Accountable care is a great way to achieve these goals.
The question you have to ask is: are you ready to play in the new environment because the train has left the station?
Interesting to read a majority of comments about ACO’s as though their primary function was to change reimbursement. Even if ACO’s had no effect on reimbursement don’t ACO’s represent an opportunity to increase value by improved quality through “more effective, engaged and convenient care to patients”? Regardless of legislation or models for reimbursement, aren’t patients best served by effective “care delivery innovation”? Instead of ACO’s won’t work or their effect on providers and payers, from a patient’s point of view this discussion should be about ACO’s as a part of a change in delivery of care. Then we might see the energy and lightning and not just hear the thunder.
Isn’t reducing the size of the pie not just a premise but the whole point of ACOs?
An underlying premise of ACOs is that they will reduce healthcare costs. While this remains to be seen, at the very least and as others have touched on, compensation to providers is being repackaged and redistributed. This will lead, for better or worse, to winners and losers.
However, let’s not have the discussion about ACOs entirely focused on redistributing the existing “income pie”. Let’s look at using ACOs to increase the size of “pie” while delivering more effective, engaging, and convenient care to patients.

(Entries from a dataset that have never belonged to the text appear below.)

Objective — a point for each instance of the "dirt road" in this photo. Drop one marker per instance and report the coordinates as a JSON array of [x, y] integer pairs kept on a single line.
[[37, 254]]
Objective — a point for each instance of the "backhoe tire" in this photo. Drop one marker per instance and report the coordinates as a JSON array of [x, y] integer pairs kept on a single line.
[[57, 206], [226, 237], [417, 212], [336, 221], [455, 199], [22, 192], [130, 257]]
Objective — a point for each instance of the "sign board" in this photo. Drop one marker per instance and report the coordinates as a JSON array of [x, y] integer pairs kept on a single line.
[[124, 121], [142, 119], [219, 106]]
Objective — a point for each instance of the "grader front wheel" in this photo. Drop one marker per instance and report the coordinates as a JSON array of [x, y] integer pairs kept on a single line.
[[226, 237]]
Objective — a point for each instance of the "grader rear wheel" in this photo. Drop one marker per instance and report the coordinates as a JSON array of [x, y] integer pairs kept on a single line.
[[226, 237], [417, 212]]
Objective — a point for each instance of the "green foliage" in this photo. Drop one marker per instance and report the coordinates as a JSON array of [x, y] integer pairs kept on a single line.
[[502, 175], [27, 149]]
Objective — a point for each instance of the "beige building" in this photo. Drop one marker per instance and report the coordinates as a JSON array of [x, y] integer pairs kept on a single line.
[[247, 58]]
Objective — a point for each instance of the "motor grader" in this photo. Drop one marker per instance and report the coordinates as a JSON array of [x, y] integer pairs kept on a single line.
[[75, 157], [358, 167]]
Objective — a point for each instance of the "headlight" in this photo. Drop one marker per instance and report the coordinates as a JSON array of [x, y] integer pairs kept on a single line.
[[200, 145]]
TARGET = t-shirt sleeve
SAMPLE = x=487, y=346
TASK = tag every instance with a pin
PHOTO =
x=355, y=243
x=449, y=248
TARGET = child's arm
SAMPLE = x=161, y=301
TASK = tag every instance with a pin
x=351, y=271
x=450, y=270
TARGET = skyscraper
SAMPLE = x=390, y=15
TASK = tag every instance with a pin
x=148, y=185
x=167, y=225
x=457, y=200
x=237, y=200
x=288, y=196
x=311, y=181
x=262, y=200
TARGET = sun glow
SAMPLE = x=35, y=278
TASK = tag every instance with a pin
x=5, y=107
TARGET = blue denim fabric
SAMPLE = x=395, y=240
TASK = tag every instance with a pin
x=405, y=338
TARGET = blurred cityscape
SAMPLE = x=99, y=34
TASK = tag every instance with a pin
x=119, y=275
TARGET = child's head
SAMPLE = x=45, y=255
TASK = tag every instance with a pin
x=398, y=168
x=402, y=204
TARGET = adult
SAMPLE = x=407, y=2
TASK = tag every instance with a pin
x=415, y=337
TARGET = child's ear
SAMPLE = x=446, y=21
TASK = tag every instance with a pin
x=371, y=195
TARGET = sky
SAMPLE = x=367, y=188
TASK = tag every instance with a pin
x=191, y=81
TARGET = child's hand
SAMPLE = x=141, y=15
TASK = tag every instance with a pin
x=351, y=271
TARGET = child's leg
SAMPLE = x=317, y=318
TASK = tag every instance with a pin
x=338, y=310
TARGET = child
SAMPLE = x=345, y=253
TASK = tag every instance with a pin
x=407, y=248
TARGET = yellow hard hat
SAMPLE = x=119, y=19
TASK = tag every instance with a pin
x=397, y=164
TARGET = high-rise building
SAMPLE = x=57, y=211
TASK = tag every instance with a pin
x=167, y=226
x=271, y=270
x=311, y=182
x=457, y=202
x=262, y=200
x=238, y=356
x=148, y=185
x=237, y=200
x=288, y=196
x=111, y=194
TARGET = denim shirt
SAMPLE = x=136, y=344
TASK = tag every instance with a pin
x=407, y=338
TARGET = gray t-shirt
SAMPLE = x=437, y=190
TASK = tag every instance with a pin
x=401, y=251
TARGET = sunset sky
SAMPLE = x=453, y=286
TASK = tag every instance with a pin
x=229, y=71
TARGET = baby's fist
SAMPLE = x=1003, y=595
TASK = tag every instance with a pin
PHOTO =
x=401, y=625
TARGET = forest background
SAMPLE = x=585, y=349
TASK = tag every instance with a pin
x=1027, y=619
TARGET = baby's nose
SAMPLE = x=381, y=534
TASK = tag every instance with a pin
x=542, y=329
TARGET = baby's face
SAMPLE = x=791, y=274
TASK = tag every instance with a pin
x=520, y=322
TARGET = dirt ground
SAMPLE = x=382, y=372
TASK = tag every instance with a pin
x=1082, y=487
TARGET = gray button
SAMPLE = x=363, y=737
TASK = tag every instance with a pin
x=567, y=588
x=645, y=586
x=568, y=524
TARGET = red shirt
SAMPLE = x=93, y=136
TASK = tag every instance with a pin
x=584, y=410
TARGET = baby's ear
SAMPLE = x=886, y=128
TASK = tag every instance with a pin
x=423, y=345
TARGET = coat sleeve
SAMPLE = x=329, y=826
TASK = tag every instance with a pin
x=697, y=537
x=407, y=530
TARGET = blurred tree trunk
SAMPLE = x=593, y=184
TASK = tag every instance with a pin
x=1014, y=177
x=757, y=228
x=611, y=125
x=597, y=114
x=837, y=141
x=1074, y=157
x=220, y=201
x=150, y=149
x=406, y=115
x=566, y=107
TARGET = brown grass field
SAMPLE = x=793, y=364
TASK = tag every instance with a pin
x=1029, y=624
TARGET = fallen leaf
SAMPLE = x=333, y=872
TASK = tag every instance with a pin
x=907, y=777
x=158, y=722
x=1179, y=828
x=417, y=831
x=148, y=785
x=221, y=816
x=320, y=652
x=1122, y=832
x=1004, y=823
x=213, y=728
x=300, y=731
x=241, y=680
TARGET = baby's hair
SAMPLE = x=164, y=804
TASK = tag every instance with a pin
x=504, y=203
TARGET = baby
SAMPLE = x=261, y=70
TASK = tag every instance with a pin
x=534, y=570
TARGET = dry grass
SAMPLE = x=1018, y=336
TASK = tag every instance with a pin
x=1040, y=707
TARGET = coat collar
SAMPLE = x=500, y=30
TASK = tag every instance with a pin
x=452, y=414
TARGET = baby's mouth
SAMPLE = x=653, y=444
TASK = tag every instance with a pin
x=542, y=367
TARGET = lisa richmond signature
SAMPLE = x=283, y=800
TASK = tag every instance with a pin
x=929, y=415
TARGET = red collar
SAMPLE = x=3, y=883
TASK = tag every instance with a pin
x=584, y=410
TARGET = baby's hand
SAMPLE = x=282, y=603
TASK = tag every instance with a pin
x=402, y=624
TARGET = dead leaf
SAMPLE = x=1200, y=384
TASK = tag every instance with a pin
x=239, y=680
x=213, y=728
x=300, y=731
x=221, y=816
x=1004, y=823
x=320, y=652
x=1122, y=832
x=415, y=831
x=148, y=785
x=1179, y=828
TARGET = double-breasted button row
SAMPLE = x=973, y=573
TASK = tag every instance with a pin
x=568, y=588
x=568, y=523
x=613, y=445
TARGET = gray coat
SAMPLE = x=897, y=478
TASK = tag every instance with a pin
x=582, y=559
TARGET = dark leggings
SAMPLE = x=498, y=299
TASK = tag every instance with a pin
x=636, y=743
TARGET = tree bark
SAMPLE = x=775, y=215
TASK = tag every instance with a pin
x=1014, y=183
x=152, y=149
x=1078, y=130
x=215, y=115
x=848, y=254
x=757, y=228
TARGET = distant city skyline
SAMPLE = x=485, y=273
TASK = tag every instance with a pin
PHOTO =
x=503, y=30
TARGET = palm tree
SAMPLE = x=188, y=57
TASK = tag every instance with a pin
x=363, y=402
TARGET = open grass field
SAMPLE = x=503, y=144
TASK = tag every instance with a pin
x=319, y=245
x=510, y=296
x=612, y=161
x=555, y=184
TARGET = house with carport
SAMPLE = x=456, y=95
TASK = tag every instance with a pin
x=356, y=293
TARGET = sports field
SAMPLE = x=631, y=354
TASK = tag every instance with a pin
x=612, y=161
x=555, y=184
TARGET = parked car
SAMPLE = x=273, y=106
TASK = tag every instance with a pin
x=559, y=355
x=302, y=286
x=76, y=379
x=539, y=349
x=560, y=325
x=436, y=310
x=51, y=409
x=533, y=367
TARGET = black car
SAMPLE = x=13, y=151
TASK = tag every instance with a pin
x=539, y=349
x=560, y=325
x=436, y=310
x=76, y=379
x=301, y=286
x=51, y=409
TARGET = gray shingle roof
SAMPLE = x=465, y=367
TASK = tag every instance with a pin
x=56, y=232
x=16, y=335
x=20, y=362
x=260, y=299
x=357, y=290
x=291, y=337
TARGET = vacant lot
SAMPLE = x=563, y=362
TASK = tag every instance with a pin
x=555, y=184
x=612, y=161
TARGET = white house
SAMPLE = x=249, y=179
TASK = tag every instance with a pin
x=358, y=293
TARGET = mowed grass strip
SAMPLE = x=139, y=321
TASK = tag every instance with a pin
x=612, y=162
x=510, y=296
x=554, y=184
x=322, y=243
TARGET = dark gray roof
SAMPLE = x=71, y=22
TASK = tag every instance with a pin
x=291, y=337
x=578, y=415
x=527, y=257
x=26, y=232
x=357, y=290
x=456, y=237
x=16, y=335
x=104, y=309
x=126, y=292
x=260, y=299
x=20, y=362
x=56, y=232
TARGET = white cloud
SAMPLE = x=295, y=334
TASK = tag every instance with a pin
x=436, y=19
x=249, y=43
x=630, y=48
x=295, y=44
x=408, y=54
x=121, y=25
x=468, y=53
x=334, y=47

Within an ACO, the utilization of telehealth software creates an opportunity for providers to deliver their respective areas of expertise to their patients in new, more value-based ways and create new revenue streams. Care delivery innovation needs to have a seat at the ACO table for all stakeholder’s objectives to be achieved.
“keeping my members out of higher cost ABC hospital”
but ABC is higher priced because of market share, university affiliation, nicer billboards, and prettier fountains in the lobbies.
“The specialist might not be happy but no one likes then anyways.”
Except the patients who expect unlimited access to any specialist and procedure.
Do you think you can sell policies that severely restrict access to ABC and expensive specialists?
“some overpaid people are going to make a lot less”
Maybe. But the way ACOs seem to be shaping up, it looks like it will be the already underpaid PCPs who come out with the short end of the stick.
it goes back to who’s utilization you are cutting. If a primary care doc can cut my specialists cost 20% I have no problem paying him for that. The specialist might not be happy but no one likes then anyways.
If XYZ ACO can cut my hospital cost by keeping my members out of higher cost ABC hospital across the street then again I dont have any problem paying them more then they were getting in the past.
There is plenty of opportunity for people to make more then they made before, some overpaid people are going to make a lot less.
“The fundamental underlying principle of an ACO is that you will get a bonus in exchange for lower utilization. If that bonus is bigger than what you’d get from the utilization, then why would Medicare pay it? If that bonus is LESS than what you are getting now, why would you do it?”
Bingo!
And this applies to hospitals as well as docs. If the “bonus is LESS” for them, they’ll just cut the docs’ pay even more.
Your second point seems to highlight the fundamental problem that I see with ACOs.
In order for ACOs to reduce costs, the total paid for services (including “bonuses”) will have to be lower than current payments. This means lower reimbursements to doctors.
So how do we get doctors to accept lower payments? … ? tell them it’s a bonus? … I don’t think they are that stupid.